With the arrival of autumn color in the landscape and the scarcity of leaves, one can clearly see the invasiveness of Winged burning bush, or Euonymus ‘compacta’ or Winged euonymus. Whatever name you use for this fast-growing villain; help to eliminate it from our landscape. It is easy to propagate, extremely hardy, very popular and wildly invasive from New England to Northern Florida and the Gulf Coast, as well as Illinois. It threatens a variety of habitats including forests, coastal scrublands and prairies where it forms dense thickets, which displace native woody and herbaceous plants. Do not plant Winged burning bush! Use manual, or chemical means to control established plantings. Seedlings can be pulled by hand. Shrubs can be cut repeatedly to the ground to control re-sprouting, or treated with systemic herbicides like glyphosate and triclopyr.
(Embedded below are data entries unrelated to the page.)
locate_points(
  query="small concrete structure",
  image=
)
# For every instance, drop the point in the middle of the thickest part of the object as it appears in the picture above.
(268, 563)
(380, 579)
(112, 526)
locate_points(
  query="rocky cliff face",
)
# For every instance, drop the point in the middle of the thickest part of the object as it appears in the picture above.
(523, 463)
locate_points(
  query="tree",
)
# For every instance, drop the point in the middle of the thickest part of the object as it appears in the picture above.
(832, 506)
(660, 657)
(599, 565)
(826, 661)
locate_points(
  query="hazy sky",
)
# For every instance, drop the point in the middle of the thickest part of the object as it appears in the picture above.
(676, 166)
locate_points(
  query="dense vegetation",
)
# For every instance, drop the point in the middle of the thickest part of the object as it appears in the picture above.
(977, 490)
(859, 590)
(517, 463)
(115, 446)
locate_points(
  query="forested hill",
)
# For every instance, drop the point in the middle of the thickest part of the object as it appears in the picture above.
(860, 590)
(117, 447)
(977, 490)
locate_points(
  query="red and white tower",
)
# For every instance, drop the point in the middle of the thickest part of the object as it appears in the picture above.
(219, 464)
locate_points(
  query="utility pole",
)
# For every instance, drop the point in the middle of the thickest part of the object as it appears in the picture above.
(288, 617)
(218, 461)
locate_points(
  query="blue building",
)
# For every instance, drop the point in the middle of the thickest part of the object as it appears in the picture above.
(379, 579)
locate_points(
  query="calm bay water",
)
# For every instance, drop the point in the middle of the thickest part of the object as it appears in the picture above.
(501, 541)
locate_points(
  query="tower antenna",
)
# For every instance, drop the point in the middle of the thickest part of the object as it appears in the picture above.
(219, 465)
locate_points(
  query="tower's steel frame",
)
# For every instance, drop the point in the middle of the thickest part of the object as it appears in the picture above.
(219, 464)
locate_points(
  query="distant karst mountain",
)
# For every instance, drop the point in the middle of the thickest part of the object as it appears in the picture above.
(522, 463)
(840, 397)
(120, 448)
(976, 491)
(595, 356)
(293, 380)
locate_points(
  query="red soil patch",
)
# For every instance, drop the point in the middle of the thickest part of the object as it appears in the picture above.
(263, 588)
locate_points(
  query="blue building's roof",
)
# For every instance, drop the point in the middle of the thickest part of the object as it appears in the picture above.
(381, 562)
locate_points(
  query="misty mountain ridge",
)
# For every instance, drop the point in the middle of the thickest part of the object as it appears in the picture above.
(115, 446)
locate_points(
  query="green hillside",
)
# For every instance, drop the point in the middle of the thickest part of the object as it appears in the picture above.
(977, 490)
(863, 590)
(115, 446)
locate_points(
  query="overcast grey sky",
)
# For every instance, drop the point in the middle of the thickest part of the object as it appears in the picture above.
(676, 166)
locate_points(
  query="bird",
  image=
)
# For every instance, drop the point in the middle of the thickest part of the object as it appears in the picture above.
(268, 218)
Good native plant alternatives are the exquisite Redvein enkianthus, (Enkianthus campanulatus) which has good fall color and is particularly lovely in foundation plantings. Highbush blueberry (Vaccinium corymbosum) is another good choice. There are many cultivars and they vary in degrees of size, hardiness and fall color. Use this very overlooked plant in mass pond plantings or as a “spot of brilliant autumn color to the mixed border”. (C. Colston Burrell, Native Alternatives to Invasive Plants, put out by the Brooklyn Botanical Garden.)  My personal favorite plant alternative is the native Red chokecherry (Aronia arbutifolia), in particular the cultivar, “Brillantissima”. This plant has brilliant red fall color, clusters of white flowers in the spring that yield glossy red berries, which last into the winter. It can be used as a tree or a shrub, and I have seen it pruned very successfully as a standard. Use in mass plantings, or as an informal hedge, or for great seasonal interest in a mixed bed.